The Miętus Valley (Dolina Miętusia) is the largest side branch of Kościeliska Valley in the Polish Western Tatras. It covers an area of approximately 6 km² and stretches about 4.5 km in length.

== Topography ==
The two valleys converge where their streams meet, just above Wyżnia Kira Miętusia, at an elevation of 947 m above sea level.

The boundaries of Miętusia Valley are defined by three arêtes: the northwest arête of Ciemniak, the main Tatra arête from Ciemniak to Małołączniak, and the northwest arête of Małołączniak, running through Czerwony Gronik to Kończysta Turnia. The lower part of the valley runs roughly east-west and is a typical river valley. At the lower end of Niżnia Miętusia Rówień, the valley shifts to a southeast direction, and its character changes due to glacial shaping. The valley features three distinct levels separated by rocky knickpoints:
- The first level comprises Niżnia and Wyżnia Miętusia Rówień,
- The second level forms a cirque known as Wielka Świstówka,
- The third level consists of two twin hanging valleys: Litworowa Valley and Mułowa Valley.

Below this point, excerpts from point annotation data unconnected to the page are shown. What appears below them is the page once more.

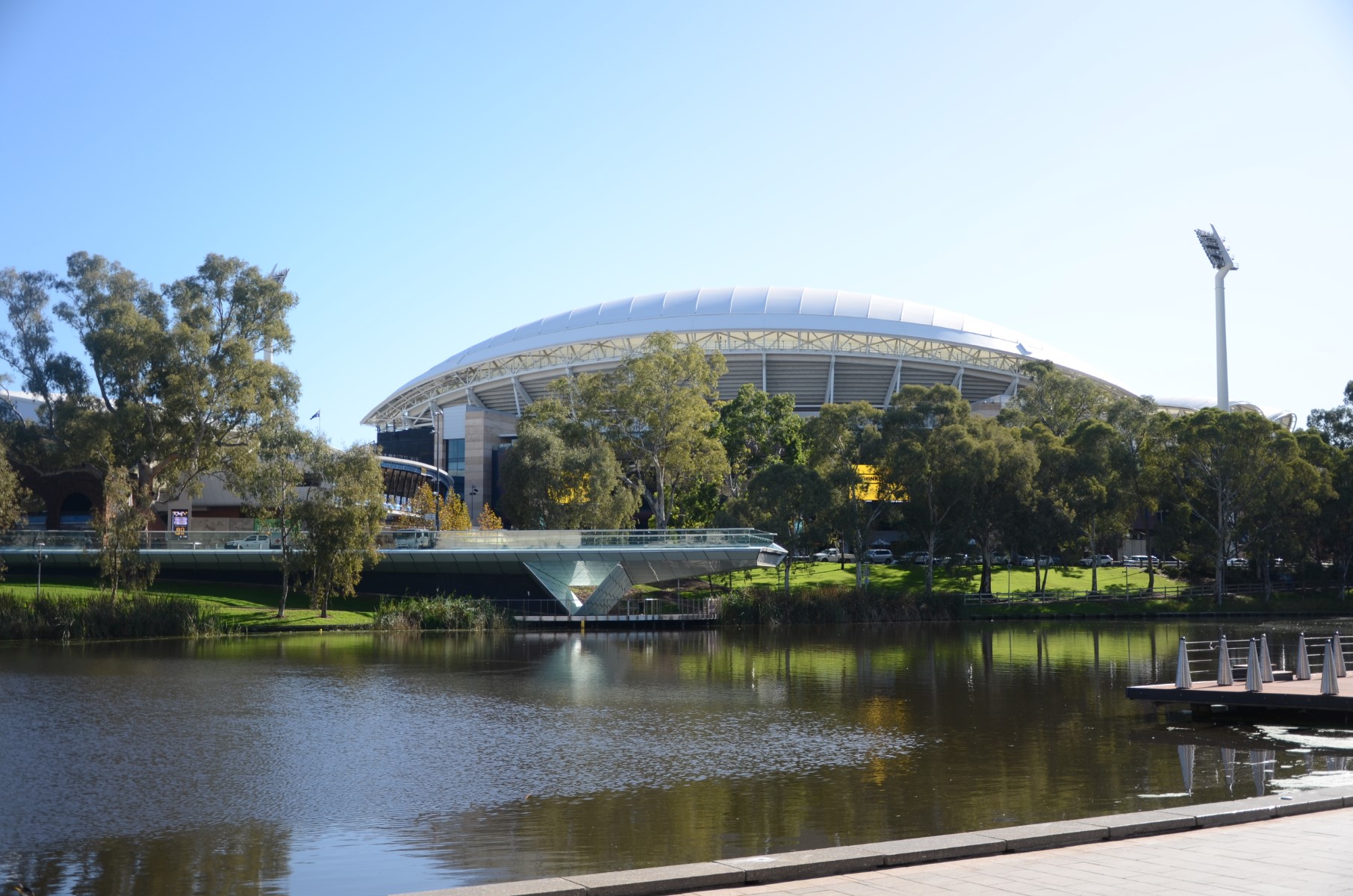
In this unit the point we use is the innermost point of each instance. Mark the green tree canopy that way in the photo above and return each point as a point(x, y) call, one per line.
point(758, 429)
point(930, 456)
point(169, 386)
point(343, 514)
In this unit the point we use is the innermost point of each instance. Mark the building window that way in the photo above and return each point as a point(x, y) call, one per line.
point(456, 455)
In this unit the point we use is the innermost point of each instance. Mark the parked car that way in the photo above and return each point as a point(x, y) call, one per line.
point(256, 541)
point(413, 539)
point(833, 556)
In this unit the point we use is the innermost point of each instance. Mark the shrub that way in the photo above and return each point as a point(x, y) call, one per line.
point(831, 604)
point(136, 615)
point(440, 614)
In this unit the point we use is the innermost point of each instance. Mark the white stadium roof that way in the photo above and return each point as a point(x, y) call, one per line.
point(750, 321)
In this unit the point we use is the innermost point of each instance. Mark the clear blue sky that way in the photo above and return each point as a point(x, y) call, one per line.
point(435, 173)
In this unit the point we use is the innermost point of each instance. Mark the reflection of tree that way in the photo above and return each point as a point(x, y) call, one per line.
point(246, 859)
point(1041, 737)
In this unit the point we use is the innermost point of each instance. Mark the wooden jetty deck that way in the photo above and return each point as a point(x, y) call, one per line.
point(1246, 679)
point(1281, 694)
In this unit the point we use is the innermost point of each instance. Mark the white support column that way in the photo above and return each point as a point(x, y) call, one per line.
point(896, 383)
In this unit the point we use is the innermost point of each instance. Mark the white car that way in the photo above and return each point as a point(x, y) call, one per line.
point(256, 541)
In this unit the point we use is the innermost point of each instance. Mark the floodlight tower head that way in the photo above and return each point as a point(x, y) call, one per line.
point(1221, 259)
point(1216, 251)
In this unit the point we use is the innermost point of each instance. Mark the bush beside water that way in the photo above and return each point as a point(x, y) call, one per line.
point(440, 614)
point(833, 604)
point(102, 616)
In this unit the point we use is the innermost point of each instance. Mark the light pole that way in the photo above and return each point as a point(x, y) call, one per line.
point(1221, 259)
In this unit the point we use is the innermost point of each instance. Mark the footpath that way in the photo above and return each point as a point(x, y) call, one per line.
point(1290, 844)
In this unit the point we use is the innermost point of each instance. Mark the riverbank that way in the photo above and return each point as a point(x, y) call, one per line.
point(1283, 844)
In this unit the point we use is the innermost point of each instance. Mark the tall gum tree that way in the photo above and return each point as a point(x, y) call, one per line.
point(176, 381)
point(843, 441)
point(1219, 466)
point(928, 458)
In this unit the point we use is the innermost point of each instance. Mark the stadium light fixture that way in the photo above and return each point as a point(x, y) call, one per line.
point(1221, 259)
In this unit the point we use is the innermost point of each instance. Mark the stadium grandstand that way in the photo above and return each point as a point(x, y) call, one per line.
point(820, 346)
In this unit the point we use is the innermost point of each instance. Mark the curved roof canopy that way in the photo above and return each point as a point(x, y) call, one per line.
point(734, 311)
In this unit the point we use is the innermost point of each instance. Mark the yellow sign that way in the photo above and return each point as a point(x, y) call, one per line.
point(868, 488)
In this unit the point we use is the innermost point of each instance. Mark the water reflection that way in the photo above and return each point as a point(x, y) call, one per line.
point(382, 764)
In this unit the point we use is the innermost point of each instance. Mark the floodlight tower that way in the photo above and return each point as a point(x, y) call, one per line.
point(1221, 259)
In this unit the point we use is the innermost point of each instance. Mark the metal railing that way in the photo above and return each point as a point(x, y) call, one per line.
point(1252, 661)
point(410, 539)
point(1142, 594)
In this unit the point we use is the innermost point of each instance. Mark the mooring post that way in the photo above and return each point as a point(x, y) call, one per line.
point(1181, 673)
point(1253, 677)
point(1223, 665)
point(1303, 662)
point(1329, 679)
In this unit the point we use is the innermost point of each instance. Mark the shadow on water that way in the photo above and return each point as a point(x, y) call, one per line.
point(368, 764)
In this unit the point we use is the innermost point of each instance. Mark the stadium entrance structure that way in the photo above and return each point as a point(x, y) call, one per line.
point(821, 346)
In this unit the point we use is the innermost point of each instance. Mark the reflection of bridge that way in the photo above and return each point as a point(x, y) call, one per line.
point(586, 571)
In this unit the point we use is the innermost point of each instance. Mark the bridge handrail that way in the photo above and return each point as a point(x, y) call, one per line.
point(391, 539)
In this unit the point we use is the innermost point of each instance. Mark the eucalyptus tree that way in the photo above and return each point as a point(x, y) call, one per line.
point(564, 476)
point(930, 459)
point(273, 479)
point(1046, 521)
point(1222, 466)
point(758, 429)
point(791, 500)
point(171, 385)
point(1056, 399)
point(1096, 496)
point(30, 346)
point(1331, 528)
point(343, 514)
point(654, 413)
point(1004, 484)
point(1142, 429)
point(845, 446)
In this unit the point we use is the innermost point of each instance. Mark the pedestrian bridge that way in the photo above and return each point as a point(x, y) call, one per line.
point(588, 571)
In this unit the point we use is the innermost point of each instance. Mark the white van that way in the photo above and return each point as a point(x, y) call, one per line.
point(413, 539)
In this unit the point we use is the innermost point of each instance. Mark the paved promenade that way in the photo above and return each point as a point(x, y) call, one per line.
point(1298, 854)
point(1281, 844)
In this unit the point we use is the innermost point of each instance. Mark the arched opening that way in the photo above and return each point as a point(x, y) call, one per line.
point(76, 512)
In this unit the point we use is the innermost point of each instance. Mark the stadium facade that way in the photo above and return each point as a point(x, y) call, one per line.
point(819, 346)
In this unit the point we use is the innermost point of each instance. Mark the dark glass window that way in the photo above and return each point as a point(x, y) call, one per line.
point(456, 455)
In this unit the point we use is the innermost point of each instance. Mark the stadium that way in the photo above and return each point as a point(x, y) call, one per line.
point(820, 346)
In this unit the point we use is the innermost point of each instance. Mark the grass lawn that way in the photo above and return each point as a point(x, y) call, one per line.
point(253, 606)
point(961, 579)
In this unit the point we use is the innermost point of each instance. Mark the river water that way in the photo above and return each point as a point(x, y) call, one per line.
point(381, 764)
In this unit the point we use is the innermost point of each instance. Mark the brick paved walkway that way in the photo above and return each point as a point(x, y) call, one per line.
point(1298, 854)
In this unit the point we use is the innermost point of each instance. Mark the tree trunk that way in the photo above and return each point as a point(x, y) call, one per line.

The valley also has several side branches. On the orographically right slopes, from bottom to top, these include Gronikowski Couloir, Wodniściak, and Kobylarzowy Couloir. On the left slopes, from top to bottom, are Mała Świstówka, Wołowy Couloir, Szeroki Couloir, and Krowi Couloir.

== Natural features ==
The valley is primarily composed of sedimentary rocks, such as dolomite and limestone, with only the peak of Małołączniak and Twardy Grzbiet covered by crystalline rocks. This geological composition has led to significant karst phenomena, including underground water flow, karst springs, disappearing streams, and numerous caves. The permanent Miętusi Stream emerges at the northern end of Wyżnia Miętusia Rówień and flows into Kościeliski Stream. Side valleys and gullies are generally dry. Notable caves include Mała Cave, Kozia Cave, Ptasia Studnia, Miętusia Cave, Piwniczka, and Studnia w Kazalnicy. The valley hosts a diverse flora, including rare Polish species such as drooping saxifrage and ghost orchid, though the latter's presence has not been recently confirmed and is believed extinct at its known site. Other rare plants include Saxifraga wahlenbergii, Delphinium oxysepalum, Oxytropis carpatica, the rare twinflower (only two sites in Poland), and bearberry (few sites in the Tatras).

== History ==
The valley's name derives from the Miętus family, village heads from Ciche, who received grazing rights from King Sigismund III Vasa in the late 16th century. Much of the valley was part of Hala Miętusia, which included five clearings: Wyżnia and Niżnia Miętusia Rówień, Miętusia Polana, Jaworzynka Miętusia, and Zahradziska. Grazing ceased about a decade after the establishment of Tatra National Park, and former grassy areas have gradually become overgrown. Since the 1980s, limited cultural grazing has been reintroduced on Zahradziska. The valley also has a mining history, with low-grade iron ore extracted until 1800 and transported via the Hawiarska Road to Kuźnice. Mining sites included the Fortuna, Przysłop, and Wantula adits.

== Hiking trails ==
- A black hiking trail runs through the lower part of the valley, part of the Ścieżka nad Reglami trail connecting Mała Łąka Valley to Kościeliska Valley. Time from Przysłop Miętusi to Kościeliska Valley: 40 min (50 min uphill).
- A blue trail, known as the Hawiarska Road, runs from Gronik through Przysłop Miętusi and Czerwony Grzbiet to Małołączniak. From Przysłop Miętusi, it follows the eastern slopes of Miętusia Valley below the Miętusi Skoruśniak arête.
  - Time from Gronik to Przysłop Miętusi: 1 h (45 min downhill).
  - Time from Przysłop Miętusi to Małołączniak: 3 h (2 h 15 min downhill).